The first preset time range may be a specific time period after the mobile terminal enters the active state. The second motion information of the mobile terminal in the first preset time range is time-varying motion information of the mobile terminal in the first preset time range, and may include acceleration information, angular velocity information, and the like.

According to some embodiments, the state verification operation may be performed based on a continuous plurality of first preset time ranges. Specifically, when it is determined that the state of the mobile terminal is not the stationary state according to the second motion information within the first preset time range, it may be determined whether the state of the mobile terminal is the stationary state within the next first preset time range after the first preset time range is ended, and so on until it is determined that the state of the mobile terminal is the stationary state or the state verification operation based on each of the first preset time ranges is completed.

According to some embodiments, determining the state of the mobile terminal according to the second motion information within the first preset time range based on the preset rule comprises: and determining that the state of the mobile terminal is a static state in response to the value of the second motion information being smaller than a preset threshold value in a first preset time range. Thus, whether the state of the mobile terminal is in a static state can be conveniently judged.

According to some embodiments, the method further comprises: for each of the at least one authentication operation, determining that the authentication operation failed in response to the authentication operation not being successful within a second predetermined time range, wherein the second predetermined time range is not less than the first predetermined time range when the at least one authentication operation includes a status authentication operation. Therefore, when the true intention of the user is judged not to be voice control, the mobile terminal sensor and the computing resource occupied by the verification operation can be released in time, and the waste of the resource of the mobile terminal is avoided.

For step S203, in response to each of the at least one authentication operations being successful, the voice transmission mode of the application running on the mobile terminal is switched.

Switching the voice transmission mode of the application program running on the mobile terminal may include turning on voice transmission, turning off voice transmission, changing a voice transmission mode, or the like.

According to some embodiments, the application may run in the background of the mobile terminal. Under the condition, the user can directly switch the voice transmission mode of the application program running in the background of the mobile terminal without switching the application program running in the background to the foreground for running, and then the voice transmission mode of the application program is switched, so that the operation of the user is facilitated.

It will be appreciated that when an application is running in the background of the mobile terminal, only a reduced speech frame may be displayed, which does not include a control key for switching the speech transmission mode of the application. The user can browse other object contents of the mobile terminal while carrying out voice call through the application program running in the background. According to the one or more embodiments of the present disclosure, a user may execute a first motion by controlling a mobile terminal to activate an application program running in the background, and after verification of verification operation is successful, control of a voice transmission mode of the application program running in the background is achieved without clicking a reduced voice frame, and an operation interface of the application program is opened to perform control of the voice transmission mode, so that convenience of user operation is effectively improved.

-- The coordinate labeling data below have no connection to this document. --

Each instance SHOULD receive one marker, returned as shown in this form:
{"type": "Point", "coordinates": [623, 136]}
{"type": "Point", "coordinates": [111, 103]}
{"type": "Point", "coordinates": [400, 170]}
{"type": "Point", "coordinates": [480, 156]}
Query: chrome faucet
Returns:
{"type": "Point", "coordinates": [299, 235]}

According to some embodiments, the user may set the authority of the application program in the mobile terminal, so that the application program may continuously monitor the first motion information of the mobile terminal in the background running process, so as to determine whether the first motion information meets the preset activation condition.

According to some embodiments, the user may perform the authentication operation on the mobile terminal by setting the authority of the application program in the mobile terminal, so that the application program may further invoke the relevant sensor and computing resource of the mobile terminal in the active state.

According to some embodiments, the application program may display the open permission prompt information on the display page of the mobile terminal after entering the active state, and after the user selects or confirms, the application program may further invoke the relevant sensor and computing resource to perform the verification operation on the mobile terminal.

According to some embodiments, the application may comprise a teleconferencing application. Thus, the user can conveniently control the voice transmission mode of the teleconference in real time.

According to some embodiments, in response to each of the at least one authentication operations verifying success, switching the voice transmission mode of the application comprises: the voice transmission mode of the teleconferencing application is switched from a forbidden language mode to a non-forbidden language mode.

It will be appreciated that switching the voice transmission mode of the application may also correspondingly include switching the voice transmission mode of the teleconferencing application from a non-talk-inhibit mode to a talk-inhibit mode, which is not limited herein.

According to another method of the present disclosure, there is also disclosed a voice control apparatus 500, the apparatus 500 including: an acquiring unit 501 configured to acquire first motion information of a mobile terminal; a verification unit 502 configured to perform at least one verification operation in response to the first motion information satisfying a preset activation condition; and a switching unit 503 configured to switch a voice transmission mode of an application running on the mobile terminal in response to each of the at least one authentication operations being authenticated.

According to some embodiments, the first motion information comprises an acceleration value and the preset activation condition comprises the acceleration value of the mobile terminal being greater than a preset acceleration threshold.

According to some embodiments, the at least one authentication operation comprises a gesture authentication operation, the authentication unit comprising: a first sub-acquisition unit configured to acquire attitude information of a mobile terminal; and a first sub-determination unit that determines that the posture verification operation verification is successful in response to the posture information satisfying the first verification condition.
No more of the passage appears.